TPc =  Ongoing_treatments £300,000



### Calculate your m parameter

In [17]:
CFP = 50000 + 20000 + 300000
TNC = 0
FNC = 10000000
TPC = 300000

m = ((1 - prevalence) / prevalence ) * ((CFP - TNC) / (FNC - TPC))

print( f' m coefficient is {round(m,2)}')



 m coefficient is 0.08


### Calculate fm for each threshold

In [18]:
fpr, tpr, threshold = metrics.roc_curve(y_train, train_prob_l)
roc_auc = metrics.auc(fpr, tpr)

# finding TPR and FPR for threshold 0.4
thresh_40 = threshold[65]
fpr_40 = fpr[65]
tpr_40 = tpr[65]

fm_40 = tpr_40 - m*fpr_40

print(f' The fm for the .4 threshold is {round(fm_40,2)}')

# finding TPR and FPR for threshold 0.5
thresh_50 = threshold[46]
fpr_50 = fpr[46]
tpr_50 = tpr[46]

fm_50 = tpr_50 - m*fpr_50

print(f' The fm for the .5 threshold is {round(fm_50,2)}')

# finding TPR and FPR for threshold 0.6
thresh_60 = threshold[33]
fpr_60 = fpr[33]
tpr_60 = tpr[33]

fm_60 = tpr_60 - m*fpr_60

print(f' The fm for the .6 threshold is {round(fm_60,2)}')

# finding TPR and FPR for threshold 0.7
thresh_70 = threshold[25]
fpr_70 = fpr[25]
tpr_70 = tpr[25]

fm_70 = tpr_70 - m*fpr_70

print(f' The fm for the .7 threshold is {round(fm_70,2)}')



 The fm for the .4 threshold is 0.7
 The fm for the .5 threshold is 0.58
 The fm for the .6 threshold is 0.52
 The fm for the .7 threshold is 0.41


### Select the threshold with the highest fm score

In [19]:
print(f' The the highest fm is the .4 threshold with {round(fm_40,2)}')

 The the highest fm is the .4 threshold with 0.7


### Plot the confusion matrix for your selected threshold

In [20]:

# selecting all patients with above .4 from the predict_proba function on the training set
another_mini_df = pd.DataFrame(data = train_prob_l, columns =  ['probabilities'])

# created another colmns with all the .4 instances
another_mini_df['prob>4'] = (another_mini_df['probabilities'] >=.4).astype(int)

# conveeting into an array
y_pred_4 =  np.array(another_mini_df['prob>4'])
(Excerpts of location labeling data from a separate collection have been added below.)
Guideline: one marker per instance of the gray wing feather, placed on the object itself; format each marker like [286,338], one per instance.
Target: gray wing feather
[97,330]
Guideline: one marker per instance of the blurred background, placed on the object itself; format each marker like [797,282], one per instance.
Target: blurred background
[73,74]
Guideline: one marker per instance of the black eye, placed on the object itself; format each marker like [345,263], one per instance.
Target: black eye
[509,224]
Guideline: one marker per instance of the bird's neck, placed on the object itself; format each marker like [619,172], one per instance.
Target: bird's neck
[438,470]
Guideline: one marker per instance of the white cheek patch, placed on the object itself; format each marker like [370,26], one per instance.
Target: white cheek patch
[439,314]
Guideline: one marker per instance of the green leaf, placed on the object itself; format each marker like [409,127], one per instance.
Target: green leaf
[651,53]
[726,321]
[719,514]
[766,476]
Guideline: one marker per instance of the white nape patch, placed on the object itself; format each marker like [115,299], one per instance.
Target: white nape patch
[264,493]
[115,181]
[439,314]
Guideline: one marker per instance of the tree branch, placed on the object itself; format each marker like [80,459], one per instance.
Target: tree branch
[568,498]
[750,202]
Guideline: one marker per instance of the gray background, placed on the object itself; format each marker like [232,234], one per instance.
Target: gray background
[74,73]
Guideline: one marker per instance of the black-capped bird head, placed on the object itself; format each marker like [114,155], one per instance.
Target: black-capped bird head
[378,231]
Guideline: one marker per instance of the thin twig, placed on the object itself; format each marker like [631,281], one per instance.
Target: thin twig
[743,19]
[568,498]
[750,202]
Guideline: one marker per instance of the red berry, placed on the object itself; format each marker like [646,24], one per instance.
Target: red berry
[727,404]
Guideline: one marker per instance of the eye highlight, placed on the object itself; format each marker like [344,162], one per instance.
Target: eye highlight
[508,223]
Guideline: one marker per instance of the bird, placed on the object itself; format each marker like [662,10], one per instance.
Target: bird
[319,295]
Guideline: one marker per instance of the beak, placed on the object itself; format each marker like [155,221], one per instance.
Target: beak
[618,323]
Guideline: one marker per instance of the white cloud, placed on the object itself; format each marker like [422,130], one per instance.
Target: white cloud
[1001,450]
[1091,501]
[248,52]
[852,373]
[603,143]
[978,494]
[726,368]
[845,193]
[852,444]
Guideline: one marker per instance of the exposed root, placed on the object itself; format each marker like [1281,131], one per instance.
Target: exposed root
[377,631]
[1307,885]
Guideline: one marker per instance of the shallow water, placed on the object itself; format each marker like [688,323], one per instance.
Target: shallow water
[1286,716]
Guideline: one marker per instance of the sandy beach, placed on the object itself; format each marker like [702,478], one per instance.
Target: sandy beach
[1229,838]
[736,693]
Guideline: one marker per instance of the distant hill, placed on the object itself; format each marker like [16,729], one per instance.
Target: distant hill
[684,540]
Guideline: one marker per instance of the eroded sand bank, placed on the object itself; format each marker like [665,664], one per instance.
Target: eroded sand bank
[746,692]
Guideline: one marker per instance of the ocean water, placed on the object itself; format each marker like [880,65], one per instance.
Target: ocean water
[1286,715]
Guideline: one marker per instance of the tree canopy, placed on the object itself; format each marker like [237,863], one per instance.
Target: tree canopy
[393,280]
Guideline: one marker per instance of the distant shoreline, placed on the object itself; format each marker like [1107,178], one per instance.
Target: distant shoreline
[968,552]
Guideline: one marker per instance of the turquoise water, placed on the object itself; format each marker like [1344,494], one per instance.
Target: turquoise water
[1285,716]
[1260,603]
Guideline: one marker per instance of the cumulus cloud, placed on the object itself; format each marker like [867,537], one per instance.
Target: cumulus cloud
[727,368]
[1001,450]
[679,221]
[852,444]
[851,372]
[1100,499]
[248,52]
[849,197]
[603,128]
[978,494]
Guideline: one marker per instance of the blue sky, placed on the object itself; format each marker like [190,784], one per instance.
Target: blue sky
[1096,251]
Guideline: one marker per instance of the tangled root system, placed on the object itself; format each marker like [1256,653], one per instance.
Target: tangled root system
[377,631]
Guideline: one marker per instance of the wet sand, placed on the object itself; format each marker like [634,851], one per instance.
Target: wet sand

# creating the confusion matrix with sklearn
from sklearn.metrics import confusion_matrix
confusion_matrix(y_train, y_pred_4)



array([[246,  60],
       [ 50, 135]])

### Calculate your alpha / power / precision / accuracy
(Don't use any library for this exercise, in real life you can though)

In [21]:
# alpha is equal to false positive rate

alpha = 60  / (60 + 135)

# statistical power is basically the true positive rate
stat_power = 246 / (246 + 50)

# precision are the actual positive within all the people I estimated to be positive

prec = 246 / (246 + 60)

# accuracy is the sum of all the true positive and negative over the entire population

accu = (246 + 135) /491

print ('Alpha is ', round(alpha,2))
print ('Statistical Power is ', round(stat_power,2))
print ('Precision is ', round(prec,2))
print ('Accuracy is ', round(accu,2))






Alpha is  0.31
Statistical Power is  0.83
Precision is  0.8
Accuracy is  0.78


### Explain in non-technical terms your alpha / power / precision / accuracy

Alpha is the probability of stating that someone needs treatments while actually they didn't.
Statistical power is how much our model is good at identifying people who actually need some treatments for diabetes.
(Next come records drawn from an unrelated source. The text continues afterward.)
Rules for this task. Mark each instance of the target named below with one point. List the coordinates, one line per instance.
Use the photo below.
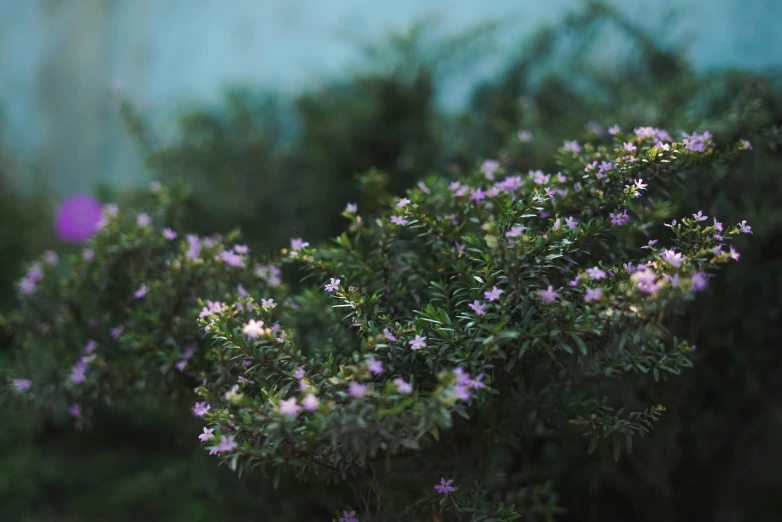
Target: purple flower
(549, 294)
(699, 281)
(348, 517)
(403, 386)
(74, 410)
(298, 243)
(50, 257)
(77, 218)
(332, 286)
(90, 346)
(444, 487)
(310, 402)
(357, 390)
(515, 231)
(143, 220)
(493, 294)
(253, 329)
(595, 273)
(227, 444)
(201, 408)
(489, 167)
(21, 384)
(418, 342)
(672, 257)
(619, 218)
(194, 247)
(388, 335)
(593, 294)
(477, 195)
(141, 292)
(289, 407)
(478, 307)
(375, 366)
(231, 258)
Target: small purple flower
(143, 220)
(418, 342)
(332, 286)
(375, 366)
(289, 407)
(77, 218)
(141, 292)
(310, 402)
(515, 231)
(548, 295)
(298, 243)
(90, 346)
(227, 444)
(672, 257)
(357, 390)
(403, 386)
(595, 273)
(699, 281)
(477, 195)
(21, 384)
(388, 335)
(444, 487)
(194, 247)
(478, 307)
(593, 294)
(493, 294)
(489, 167)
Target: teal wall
(61, 59)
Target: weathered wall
(58, 58)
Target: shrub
(433, 343)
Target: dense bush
(459, 294)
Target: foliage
(530, 346)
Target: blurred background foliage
(279, 170)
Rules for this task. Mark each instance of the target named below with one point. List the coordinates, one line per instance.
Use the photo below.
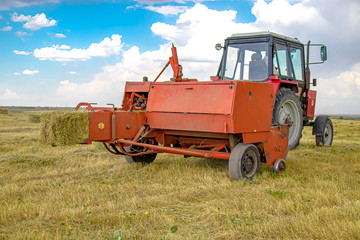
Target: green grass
(84, 192)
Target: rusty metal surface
(137, 87)
(253, 106)
(311, 103)
(190, 152)
(276, 146)
(191, 97)
(128, 125)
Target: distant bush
(34, 118)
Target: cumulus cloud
(59, 35)
(30, 72)
(7, 4)
(22, 34)
(8, 95)
(33, 23)
(6, 29)
(64, 53)
(340, 94)
(21, 52)
(199, 28)
(167, 10)
(153, 2)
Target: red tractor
(273, 58)
(244, 115)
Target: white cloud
(199, 28)
(7, 4)
(33, 23)
(6, 29)
(21, 52)
(153, 2)
(340, 94)
(63, 53)
(59, 35)
(8, 95)
(30, 72)
(285, 13)
(65, 47)
(167, 10)
(22, 34)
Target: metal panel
(311, 103)
(191, 98)
(190, 122)
(253, 107)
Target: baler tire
(244, 161)
(326, 138)
(287, 109)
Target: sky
(61, 52)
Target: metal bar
(162, 71)
(192, 152)
(141, 130)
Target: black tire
(279, 166)
(287, 109)
(326, 138)
(244, 161)
(144, 159)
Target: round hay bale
(4, 111)
(64, 127)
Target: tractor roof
(263, 34)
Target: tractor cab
(257, 56)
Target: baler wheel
(144, 159)
(279, 166)
(244, 161)
(287, 109)
(325, 139)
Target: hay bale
(64, 127)
(34, 118)
(4, 111)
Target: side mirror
(314, 82)
(323, 53)
(218, 46)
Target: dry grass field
(84, 192)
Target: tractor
(253, 110)
(272, 58)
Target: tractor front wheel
(324, 131)
(287, 109)
(244, 161)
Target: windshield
(246, 61)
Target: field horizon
(84, 192)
Precision here would be how many times our model correctly predicted someone needed tratement when the model thought so.
Accuracy would be how many times the model managed to identify correctly both people that needed treatment and people who didn't.

# Actionable problem solving recommendations

### Write a brief paragraph telling your stakeholders something they can **DO** to be better off based on your model

Really not sure on how to interpret the coefficients of the logistic regression and also how to take actionable/meaningful insights from the ROC.
By looking at the coefficients of the lasso model, the variable 'DiabetesPedigreeFunction' seemed to have a much greater impact than anything else.

I would advise doctors to closely monitor that value but it doesn't sound really useful to be honest.